Laura Evans, MD, is an Associate Professor of Medicine at New York University (NYU) School of Medicine, the Medical Director of Critical Care and Associate Chief of Medicine at Bellevue Hospital. She also serves as the Associate Program Director for the NYU Pulmonary and Critical Care Fellowship Program. She is board certified in Internal Medicine, Pulmonary Disease, Critical Care Medicine and Hospice and Palliative Medicine.

Bruno DiGiovine, MD, a board certified internist, pulmonologist and critical care physician, is the Division Head of the Division of Pulmonary and Critical Care Medicine in the Henry Ford Health System. He is also an Associate Professor in the Department of Medicine at the Wayne State University School of Medicine. He currently serves as the Chair of the Henry Ford Health System Critical Care Committee.
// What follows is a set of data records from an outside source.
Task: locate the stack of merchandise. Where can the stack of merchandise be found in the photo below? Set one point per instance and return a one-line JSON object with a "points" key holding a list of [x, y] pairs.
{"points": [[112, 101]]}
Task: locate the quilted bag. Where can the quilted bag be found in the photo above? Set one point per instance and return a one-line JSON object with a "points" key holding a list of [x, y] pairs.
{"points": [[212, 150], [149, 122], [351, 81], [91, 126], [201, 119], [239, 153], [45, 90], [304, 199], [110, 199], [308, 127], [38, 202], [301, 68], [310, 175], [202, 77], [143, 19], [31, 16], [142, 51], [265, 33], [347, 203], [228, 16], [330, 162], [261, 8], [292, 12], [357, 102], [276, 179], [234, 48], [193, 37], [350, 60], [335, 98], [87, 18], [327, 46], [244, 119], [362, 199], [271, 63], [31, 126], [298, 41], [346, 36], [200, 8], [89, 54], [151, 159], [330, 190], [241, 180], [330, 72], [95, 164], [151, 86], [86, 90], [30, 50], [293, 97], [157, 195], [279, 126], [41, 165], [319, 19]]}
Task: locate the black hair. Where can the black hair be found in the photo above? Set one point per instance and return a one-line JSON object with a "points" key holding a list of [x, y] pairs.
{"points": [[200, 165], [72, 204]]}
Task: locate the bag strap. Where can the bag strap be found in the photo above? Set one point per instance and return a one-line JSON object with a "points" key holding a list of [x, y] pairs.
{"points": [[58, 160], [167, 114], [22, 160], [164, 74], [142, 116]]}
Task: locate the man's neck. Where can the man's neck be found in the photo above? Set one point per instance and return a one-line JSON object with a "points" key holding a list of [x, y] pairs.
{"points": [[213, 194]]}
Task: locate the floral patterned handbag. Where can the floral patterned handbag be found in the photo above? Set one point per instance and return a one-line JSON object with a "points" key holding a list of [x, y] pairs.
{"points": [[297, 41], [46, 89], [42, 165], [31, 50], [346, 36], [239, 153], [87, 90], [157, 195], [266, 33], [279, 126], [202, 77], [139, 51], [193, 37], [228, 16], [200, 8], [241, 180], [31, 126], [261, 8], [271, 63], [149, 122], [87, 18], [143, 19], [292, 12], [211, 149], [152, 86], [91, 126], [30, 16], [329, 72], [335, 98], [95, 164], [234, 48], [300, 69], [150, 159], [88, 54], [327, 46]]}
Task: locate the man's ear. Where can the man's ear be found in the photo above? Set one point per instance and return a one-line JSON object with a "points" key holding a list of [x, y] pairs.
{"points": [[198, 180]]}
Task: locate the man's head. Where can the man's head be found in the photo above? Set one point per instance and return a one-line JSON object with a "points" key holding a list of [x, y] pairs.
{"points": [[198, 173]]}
Drs. Kleinpell, Evans and DiGiovine are members of ABIM’s Critical Care Medicine Board.

Lorna Lynn, MD, a board certified internist, is Vice President of Medical Education Research at the American Board of Internal Medicine. She has leadership responsibility in providing clinical oversight for ABIM’s evolving approaches to assessment. Dr. Lynn has served on committees of the National Quality Forum and the National Academy of Medicine addressing care coordination, interprofessional education, conflicts of interest, and clinician well-being and resilience. She is a member of the Board of Directors for the American Board of Family Medicine.